Non-partisan web-site FactCheck.org nailed the Obama campaign twice this week for misleading ads. The first contains a deceptive picture and a misleading claim about McCain's tax policy.
An Obama ad features video of McCain walking toward the camera with a group of people in power suits, as the narrator says, "the lobbyists, running his low road campaign." None of the people pictured are lobbyists, however.
The ad also repeats a misleading claim that McCain favors "billions in tax breaks for big oil and drug companies." But McCain's tax policy doesn't target those industries. He calls for lowering the corporate tax rate for all companies.
The second claims the McCain shares blame for a DHL merger that cost Ohio 8,000 jobs.
The ads charge that McCain opposition to a 2003 amendment helped DHL and amounted to turning his back on workers. That's misleading. McCain said he opposed a version of the amendment because it was a special project inserted into an unrelated bill, not to help DHL. And the Teamsters union praised the merger at the time, saying that it would lead to more jobs. And at first, more jobs indeed followed.
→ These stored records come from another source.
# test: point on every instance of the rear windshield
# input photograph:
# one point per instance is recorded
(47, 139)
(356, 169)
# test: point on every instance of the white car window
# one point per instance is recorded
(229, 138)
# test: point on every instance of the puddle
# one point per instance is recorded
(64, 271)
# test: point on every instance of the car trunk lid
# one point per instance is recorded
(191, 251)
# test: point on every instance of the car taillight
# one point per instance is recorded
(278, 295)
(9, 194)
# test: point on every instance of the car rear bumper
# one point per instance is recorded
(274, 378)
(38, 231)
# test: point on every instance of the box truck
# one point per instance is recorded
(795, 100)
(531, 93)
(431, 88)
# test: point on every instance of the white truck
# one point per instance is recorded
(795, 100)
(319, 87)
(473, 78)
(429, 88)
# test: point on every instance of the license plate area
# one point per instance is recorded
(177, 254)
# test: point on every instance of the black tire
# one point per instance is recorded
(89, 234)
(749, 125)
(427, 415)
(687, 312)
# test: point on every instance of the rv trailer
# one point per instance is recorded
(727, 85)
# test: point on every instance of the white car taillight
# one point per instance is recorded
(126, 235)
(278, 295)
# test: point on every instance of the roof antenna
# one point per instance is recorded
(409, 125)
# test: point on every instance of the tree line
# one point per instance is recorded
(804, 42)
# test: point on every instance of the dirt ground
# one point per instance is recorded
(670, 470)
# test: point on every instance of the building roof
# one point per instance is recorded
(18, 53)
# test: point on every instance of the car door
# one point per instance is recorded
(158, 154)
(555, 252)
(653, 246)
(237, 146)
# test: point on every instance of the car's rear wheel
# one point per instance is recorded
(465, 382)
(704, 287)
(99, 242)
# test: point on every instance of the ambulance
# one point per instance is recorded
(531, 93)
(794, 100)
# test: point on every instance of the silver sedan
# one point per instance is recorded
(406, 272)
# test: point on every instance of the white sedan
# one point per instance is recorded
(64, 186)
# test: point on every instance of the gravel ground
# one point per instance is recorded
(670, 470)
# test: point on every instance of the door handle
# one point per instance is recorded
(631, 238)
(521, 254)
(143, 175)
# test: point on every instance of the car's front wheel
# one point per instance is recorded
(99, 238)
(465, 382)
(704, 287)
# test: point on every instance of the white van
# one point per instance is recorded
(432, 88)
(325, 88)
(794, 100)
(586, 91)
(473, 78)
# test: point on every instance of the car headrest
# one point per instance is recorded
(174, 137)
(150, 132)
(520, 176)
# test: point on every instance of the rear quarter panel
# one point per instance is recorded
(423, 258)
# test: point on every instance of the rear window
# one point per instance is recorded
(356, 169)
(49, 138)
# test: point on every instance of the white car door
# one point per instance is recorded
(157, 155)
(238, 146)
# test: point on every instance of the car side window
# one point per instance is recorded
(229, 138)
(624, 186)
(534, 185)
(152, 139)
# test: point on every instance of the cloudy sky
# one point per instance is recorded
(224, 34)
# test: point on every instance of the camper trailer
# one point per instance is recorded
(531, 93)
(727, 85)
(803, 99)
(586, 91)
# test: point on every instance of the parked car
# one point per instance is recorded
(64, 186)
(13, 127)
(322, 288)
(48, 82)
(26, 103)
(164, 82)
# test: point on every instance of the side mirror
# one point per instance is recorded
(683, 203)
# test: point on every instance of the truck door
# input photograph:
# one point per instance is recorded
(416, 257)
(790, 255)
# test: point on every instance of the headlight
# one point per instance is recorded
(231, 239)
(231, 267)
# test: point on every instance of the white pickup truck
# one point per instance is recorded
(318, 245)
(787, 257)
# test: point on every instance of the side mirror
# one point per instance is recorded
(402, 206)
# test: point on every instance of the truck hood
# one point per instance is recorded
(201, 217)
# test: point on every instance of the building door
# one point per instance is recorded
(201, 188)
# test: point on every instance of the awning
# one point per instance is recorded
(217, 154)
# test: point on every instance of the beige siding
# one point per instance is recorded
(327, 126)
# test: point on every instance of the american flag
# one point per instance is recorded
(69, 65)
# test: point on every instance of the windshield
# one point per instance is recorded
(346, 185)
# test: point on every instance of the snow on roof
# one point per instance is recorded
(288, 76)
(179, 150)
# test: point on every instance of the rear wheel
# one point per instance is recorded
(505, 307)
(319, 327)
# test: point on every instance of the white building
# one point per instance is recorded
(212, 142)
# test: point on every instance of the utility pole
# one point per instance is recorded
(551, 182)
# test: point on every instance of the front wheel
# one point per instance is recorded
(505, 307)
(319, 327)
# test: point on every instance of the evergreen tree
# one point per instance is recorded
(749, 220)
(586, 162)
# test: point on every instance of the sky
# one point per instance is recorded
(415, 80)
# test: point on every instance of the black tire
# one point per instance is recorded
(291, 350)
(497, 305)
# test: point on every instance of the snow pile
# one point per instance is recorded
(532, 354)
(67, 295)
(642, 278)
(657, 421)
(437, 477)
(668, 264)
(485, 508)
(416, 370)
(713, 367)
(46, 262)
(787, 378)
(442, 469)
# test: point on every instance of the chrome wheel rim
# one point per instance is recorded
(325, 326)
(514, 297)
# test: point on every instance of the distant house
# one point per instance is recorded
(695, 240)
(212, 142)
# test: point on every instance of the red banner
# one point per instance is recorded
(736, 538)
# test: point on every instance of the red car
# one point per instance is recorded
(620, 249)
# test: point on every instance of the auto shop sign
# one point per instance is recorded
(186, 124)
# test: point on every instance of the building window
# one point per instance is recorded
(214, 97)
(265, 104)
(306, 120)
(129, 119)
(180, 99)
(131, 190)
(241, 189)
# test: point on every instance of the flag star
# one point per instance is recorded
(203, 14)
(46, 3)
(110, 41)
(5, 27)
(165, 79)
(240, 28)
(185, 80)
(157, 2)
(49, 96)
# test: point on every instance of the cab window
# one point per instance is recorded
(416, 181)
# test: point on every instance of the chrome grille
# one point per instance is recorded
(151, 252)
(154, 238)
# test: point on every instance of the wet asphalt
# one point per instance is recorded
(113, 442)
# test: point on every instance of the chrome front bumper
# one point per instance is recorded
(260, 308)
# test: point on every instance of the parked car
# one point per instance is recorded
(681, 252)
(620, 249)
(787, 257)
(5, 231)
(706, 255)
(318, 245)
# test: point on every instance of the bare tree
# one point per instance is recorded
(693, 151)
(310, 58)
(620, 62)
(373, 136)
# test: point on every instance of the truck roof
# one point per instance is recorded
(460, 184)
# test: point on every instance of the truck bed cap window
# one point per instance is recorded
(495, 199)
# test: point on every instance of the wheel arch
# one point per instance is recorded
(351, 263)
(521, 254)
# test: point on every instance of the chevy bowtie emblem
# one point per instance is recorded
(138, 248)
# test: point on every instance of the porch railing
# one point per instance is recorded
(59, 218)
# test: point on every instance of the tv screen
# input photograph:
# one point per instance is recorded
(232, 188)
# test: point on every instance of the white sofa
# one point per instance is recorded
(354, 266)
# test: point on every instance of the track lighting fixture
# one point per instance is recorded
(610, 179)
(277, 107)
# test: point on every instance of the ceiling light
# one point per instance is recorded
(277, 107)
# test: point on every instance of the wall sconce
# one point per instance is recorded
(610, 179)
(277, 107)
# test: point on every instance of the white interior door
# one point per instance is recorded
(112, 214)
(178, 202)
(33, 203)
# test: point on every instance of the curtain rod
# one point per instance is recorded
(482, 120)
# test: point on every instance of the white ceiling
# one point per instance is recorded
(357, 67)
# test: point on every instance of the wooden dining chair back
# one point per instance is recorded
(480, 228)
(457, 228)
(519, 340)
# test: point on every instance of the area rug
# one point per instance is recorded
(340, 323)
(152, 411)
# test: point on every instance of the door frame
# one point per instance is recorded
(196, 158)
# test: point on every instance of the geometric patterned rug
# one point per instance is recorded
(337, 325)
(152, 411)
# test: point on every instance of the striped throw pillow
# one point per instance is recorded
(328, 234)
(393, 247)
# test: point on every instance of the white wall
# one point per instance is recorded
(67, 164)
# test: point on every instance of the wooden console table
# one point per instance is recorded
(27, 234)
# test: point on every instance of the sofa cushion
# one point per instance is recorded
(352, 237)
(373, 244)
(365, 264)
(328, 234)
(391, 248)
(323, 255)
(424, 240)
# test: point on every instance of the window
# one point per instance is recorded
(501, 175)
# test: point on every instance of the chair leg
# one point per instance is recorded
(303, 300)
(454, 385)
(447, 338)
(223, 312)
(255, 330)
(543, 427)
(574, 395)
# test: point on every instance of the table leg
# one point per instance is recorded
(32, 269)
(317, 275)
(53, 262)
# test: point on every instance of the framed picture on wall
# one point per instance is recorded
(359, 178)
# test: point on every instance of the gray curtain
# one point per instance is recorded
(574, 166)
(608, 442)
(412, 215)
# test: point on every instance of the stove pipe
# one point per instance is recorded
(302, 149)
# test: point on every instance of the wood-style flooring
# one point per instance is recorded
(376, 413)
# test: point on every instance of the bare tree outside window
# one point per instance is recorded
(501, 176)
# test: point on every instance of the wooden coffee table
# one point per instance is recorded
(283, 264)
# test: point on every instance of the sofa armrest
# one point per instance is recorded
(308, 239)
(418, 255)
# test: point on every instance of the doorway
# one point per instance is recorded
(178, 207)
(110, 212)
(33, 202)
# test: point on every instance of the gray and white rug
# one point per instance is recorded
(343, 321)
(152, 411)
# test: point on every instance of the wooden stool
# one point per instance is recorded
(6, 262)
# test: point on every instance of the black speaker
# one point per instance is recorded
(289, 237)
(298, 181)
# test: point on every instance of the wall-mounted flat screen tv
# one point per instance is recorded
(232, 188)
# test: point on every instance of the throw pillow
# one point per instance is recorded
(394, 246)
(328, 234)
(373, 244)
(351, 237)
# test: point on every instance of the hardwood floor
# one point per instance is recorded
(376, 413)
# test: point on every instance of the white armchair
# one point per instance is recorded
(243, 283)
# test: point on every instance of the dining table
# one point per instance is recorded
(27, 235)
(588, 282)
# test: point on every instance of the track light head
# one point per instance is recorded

The ads also imply that the DHL merger is a direct cause of the job losses in Ohio, which we find to be both unlikely and unsubstantiated. Airborne Express had laid off 2,000 employees before the merger, and analysts at the time said that the struggling carrier would need to make expensive investments in its international infrastructure to remain competitive.
Our unofficial running tally of false or misleading campaign rhetoric now stands at 16 for McCain and 8 for Obama, according to FactCheck. McCain has been more dishonest than Obama in his campaign statements according to Politifact.com as well.